PS: 1.8 percent per year is hyperinflation?
LK: Eventually is not right now. Patience, my boy.
10) GDP continues to grow (nominally) faster than the cost of borrowing money;
LK: It's not the explicit debt. It's the implicit debt that's the problem.
PS: But we would then have more to spend on future liabilities.
LK: The liabilities are explicitly indexed to real growth in wages in the case of SS and implicitly in the case of Medicare and Medicaid and the Health Exchanges. And don't forget defense. Soldiers' salaries are connected to real wages in the economy.
Final question: Have no steps been taken? Does this deal preclude all others?
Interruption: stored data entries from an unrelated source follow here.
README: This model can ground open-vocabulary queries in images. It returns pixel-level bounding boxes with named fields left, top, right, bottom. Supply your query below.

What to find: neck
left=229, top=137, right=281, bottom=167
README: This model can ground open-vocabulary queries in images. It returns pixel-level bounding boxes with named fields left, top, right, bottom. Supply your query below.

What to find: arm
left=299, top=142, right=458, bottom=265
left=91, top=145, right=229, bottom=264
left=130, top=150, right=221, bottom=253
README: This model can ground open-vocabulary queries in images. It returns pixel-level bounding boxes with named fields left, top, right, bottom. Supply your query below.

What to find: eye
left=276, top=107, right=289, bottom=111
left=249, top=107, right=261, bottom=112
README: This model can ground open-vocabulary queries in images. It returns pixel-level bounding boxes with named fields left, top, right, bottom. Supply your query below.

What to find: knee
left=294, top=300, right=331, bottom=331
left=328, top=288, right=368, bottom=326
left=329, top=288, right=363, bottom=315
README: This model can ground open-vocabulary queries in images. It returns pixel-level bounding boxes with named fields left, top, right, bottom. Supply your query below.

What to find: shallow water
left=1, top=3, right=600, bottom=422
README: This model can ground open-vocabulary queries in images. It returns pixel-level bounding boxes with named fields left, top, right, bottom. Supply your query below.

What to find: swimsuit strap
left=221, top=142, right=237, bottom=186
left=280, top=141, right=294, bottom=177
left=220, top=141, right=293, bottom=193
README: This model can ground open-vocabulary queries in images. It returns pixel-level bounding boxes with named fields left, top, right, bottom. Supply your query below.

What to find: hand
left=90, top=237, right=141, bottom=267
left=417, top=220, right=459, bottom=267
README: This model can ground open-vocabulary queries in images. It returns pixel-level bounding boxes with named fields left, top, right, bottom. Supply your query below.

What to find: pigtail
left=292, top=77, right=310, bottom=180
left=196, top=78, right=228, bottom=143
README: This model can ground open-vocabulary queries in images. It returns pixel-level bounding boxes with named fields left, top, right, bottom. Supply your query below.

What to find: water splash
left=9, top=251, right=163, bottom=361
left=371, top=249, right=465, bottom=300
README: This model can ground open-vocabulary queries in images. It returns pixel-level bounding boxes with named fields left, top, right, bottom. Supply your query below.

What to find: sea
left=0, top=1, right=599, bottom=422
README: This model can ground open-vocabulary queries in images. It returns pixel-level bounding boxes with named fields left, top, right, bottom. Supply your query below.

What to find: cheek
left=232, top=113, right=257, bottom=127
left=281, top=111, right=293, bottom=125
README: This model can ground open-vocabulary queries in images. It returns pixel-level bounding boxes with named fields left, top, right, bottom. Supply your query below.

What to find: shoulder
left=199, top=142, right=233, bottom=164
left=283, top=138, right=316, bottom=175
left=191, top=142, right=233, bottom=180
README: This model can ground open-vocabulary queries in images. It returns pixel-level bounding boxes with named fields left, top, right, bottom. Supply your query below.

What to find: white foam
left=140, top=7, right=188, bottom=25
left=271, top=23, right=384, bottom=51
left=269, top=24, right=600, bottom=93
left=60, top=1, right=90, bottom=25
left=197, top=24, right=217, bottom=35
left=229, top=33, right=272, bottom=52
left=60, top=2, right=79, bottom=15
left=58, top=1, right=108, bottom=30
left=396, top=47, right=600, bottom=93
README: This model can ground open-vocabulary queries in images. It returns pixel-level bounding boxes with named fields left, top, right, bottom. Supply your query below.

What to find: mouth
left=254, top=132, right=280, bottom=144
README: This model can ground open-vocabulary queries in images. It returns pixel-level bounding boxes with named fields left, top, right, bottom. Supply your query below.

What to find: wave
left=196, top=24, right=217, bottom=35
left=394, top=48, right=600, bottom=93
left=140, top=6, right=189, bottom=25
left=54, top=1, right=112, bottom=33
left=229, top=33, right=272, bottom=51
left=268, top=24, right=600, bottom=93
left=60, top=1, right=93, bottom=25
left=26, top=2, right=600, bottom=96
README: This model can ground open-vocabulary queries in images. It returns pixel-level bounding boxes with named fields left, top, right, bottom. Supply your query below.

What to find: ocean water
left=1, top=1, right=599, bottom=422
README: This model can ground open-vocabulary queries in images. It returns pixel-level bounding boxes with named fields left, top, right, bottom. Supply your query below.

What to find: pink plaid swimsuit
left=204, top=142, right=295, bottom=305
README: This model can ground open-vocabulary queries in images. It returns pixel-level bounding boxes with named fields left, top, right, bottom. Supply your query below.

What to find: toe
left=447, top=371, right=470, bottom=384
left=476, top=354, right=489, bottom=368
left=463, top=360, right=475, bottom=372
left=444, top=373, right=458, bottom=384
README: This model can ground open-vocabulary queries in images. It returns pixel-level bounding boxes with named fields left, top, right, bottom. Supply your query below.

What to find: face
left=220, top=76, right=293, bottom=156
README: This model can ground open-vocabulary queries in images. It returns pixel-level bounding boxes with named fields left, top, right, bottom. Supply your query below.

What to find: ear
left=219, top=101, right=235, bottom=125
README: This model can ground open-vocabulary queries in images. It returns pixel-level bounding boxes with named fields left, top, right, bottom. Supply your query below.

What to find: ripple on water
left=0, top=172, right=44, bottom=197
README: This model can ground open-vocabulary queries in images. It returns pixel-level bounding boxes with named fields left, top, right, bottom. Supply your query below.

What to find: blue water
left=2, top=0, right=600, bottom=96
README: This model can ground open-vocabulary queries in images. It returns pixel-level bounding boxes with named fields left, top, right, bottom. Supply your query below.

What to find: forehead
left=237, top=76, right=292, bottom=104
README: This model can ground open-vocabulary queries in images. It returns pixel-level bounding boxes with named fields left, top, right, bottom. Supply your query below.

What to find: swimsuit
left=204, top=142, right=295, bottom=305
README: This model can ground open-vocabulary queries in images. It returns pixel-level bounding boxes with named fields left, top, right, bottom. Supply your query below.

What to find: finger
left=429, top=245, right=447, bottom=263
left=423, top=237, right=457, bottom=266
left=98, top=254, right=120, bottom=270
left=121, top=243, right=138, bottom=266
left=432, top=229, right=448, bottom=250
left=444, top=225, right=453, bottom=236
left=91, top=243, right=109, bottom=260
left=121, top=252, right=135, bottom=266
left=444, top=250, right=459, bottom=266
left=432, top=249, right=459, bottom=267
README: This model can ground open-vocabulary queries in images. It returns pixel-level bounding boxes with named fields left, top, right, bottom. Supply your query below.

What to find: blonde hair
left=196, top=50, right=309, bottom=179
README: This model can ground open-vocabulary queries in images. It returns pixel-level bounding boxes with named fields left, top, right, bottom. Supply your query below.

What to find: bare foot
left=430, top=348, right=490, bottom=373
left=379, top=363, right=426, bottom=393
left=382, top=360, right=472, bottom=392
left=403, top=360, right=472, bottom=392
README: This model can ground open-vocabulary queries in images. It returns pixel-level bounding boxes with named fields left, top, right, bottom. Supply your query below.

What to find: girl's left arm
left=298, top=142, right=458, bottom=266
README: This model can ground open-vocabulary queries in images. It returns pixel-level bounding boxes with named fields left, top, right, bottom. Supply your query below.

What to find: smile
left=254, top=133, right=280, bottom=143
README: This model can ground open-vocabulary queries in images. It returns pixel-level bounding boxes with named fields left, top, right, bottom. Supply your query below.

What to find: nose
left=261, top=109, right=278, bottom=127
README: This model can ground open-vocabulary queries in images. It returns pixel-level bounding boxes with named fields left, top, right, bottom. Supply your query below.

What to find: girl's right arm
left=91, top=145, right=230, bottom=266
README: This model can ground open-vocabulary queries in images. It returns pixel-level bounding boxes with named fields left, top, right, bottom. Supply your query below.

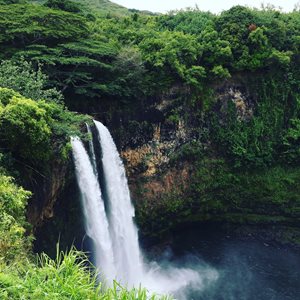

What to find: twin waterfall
left=71, top=120, right=143, bottom=285
left=95, top=122, right=143, bottom=285
left=71, top=120, right=216, bottom=295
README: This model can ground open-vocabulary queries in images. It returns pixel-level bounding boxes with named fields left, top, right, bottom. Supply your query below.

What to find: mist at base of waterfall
left=140, top=255, right=219, bottom=299
left=147, top=228, right=300, bottom=300
left=83, top=229, right=300, bottom=300
left=83, top=233, right=219, bottom=298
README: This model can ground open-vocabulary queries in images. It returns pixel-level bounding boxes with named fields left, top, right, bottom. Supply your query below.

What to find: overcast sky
left=113, top=0, right=299, bottom=13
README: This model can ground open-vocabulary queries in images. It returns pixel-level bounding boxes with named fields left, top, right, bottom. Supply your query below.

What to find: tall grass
left=0, top=247, right=171, bottom=300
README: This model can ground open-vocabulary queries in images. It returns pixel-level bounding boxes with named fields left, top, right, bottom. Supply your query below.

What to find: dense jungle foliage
left=0, top=0, right=300, bottom=297
left=0, top=0, right=298, bottom=111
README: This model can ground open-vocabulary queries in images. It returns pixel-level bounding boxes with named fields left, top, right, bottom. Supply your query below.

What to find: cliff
left=108, top=73, right=300, bottom=246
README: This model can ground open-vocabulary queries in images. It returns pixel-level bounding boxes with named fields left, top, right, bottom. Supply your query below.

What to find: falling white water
left=72, top=123, right=219, bottom=297
left=93, top=121, right=219, bottom=295
left=71, top=137, right=116, bottom=282
left=94, top=120, right=143, bottom=286
left=86, top=123, right=98, bottom=176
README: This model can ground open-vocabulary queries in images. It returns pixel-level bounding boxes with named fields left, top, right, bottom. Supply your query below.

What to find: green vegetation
left=0, top=57, right=169, bottom=300
left=32, top=0, right=133, bottom=16
left=0, top=86, right=89, bottom=166
left=137, top=159, right=300, bottom=236
left=0, top=1, right=296, bottom=112
left=0, top=173, right=31, bottom=263
left=0, top=0, right=300, bottom=297
left=0, top=248, right=170, bottom=299
left=0, top=59, right=62, bottom=102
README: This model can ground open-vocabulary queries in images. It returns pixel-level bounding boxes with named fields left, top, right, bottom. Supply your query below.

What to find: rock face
left=121, top=122, right=189, bottom=178
left=119, top=81, right=251, bottom=204
left=109, top=77, right=300, bottom=246
left=218, top=88, right=254, bottom=121
left=29, top=157, right=86, bottom=256
left=120, top=77, right=255, bottom=177
left=26, top=160, right=71, bottom=229
left=117, top=86, right=197, bottom=211
left=31, top=75, right=300, bottom=249
left=130, top=163, right=191, bottom=200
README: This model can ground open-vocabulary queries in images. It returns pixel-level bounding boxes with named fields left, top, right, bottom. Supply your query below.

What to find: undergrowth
left=0, top=247, right=171, bottom=300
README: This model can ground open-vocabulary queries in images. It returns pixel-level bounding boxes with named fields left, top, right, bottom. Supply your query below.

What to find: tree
left=158, top=9, right=215, bottom=35
left=246, top=27, right=271, bottom=69
left=139, top=30, right=204, bottom=88
left=282, top=105, right=300, bottom=163
left=0, top=0, right=26, bottom=4
left=198, top=27, right=232, bottom=72
left=0, top=59, right=62, bottom=102
left=44, top=0, right=82, bottom=13
left=0, top=3, right=88, bottom=50
left=111, top=46, right=146, bottom=99
left=216, top=6, right=257, bottom=66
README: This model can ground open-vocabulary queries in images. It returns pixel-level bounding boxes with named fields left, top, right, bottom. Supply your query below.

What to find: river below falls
left=144, top=225, right=300, bottom=300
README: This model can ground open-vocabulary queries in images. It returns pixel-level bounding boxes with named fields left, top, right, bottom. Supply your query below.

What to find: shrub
left=0, top=174, right=32, bottom=263
left=0, top=94, right=53, bottom=162
left=0, top=248, right=171, bottom=300
left=0, top=87, right=90, bottom=165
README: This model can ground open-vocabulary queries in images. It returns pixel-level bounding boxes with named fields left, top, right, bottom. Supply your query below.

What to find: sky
left=112, top=0, right=299, bottom=14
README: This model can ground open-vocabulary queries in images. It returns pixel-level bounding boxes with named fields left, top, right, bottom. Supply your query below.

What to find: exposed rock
left=121, top=120, right=191, bottom=178
left=26, top=160, right=70, bottom=229
left=217, top=87, right=254, bottom=121
left=130, top=163, right=192, bottom=201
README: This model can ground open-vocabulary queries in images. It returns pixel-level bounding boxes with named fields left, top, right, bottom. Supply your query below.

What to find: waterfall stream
left=71, top=137, right=116, bottom=282
left=71, top=122, right=218, bottom=297
left=94, top=120, right=143, bottom=286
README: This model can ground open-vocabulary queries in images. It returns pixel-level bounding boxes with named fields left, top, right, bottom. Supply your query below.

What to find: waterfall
left=72, top=123, right=219, bottom=296
left=71, top=137, right=116, bottom=282
left=94, top=120, right=143, bottom=285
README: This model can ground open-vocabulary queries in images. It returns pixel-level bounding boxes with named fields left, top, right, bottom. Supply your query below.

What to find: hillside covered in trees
left=0, top=0, right=300, bottom=298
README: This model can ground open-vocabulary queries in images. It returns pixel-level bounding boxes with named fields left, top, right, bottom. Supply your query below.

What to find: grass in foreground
left=0, top=248, right=171, bottom=300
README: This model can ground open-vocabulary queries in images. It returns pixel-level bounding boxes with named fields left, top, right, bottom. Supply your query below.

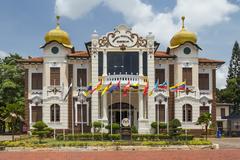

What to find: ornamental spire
left=56, top=15, right=60, bottom=29
left=181, top=16, right=185, bottom=29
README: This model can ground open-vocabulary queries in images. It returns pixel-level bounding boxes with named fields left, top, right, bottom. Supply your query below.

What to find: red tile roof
left=154, top=51, right=175, bottom=58
left=18, top=51, right=224, bottom=65
left=18, top=57, right=43, bottom=63
left=68, top=51, right=90, bottom=58
left=198, top=58, right=225, bottom=64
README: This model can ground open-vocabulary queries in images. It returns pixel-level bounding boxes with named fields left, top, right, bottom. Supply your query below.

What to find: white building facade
left=20, top=17, right=224, bottom=134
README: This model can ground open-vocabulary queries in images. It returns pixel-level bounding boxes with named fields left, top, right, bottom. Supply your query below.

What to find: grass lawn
left=0, top=136, right=212, bottom=148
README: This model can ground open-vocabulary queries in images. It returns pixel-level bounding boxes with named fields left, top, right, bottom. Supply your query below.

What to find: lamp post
left=78, top=89, right=86, bottom=135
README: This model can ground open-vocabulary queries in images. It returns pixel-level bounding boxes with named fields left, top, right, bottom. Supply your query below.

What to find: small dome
left=44, top=16, right=73, bottom=49
left=169, top=16, right=197, bottom=49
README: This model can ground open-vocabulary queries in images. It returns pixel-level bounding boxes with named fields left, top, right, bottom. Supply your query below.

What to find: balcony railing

LK: This deal is a cop out, plain and simple. To think they will raise taxes even more or cut spending for real, when they are now postponing the minor spending cuts is something only a true optimist of your ilk could conceive. No offense. I find your delusions a powerful antidote to reality.
PS: And I find your forecasting confidence, if not delusional, then at the very least presumptuous.
*Glenn Hubbard is the Dean of the Columbia Business School. He served as the head of President George W. Bush's Council of Economic Advisors.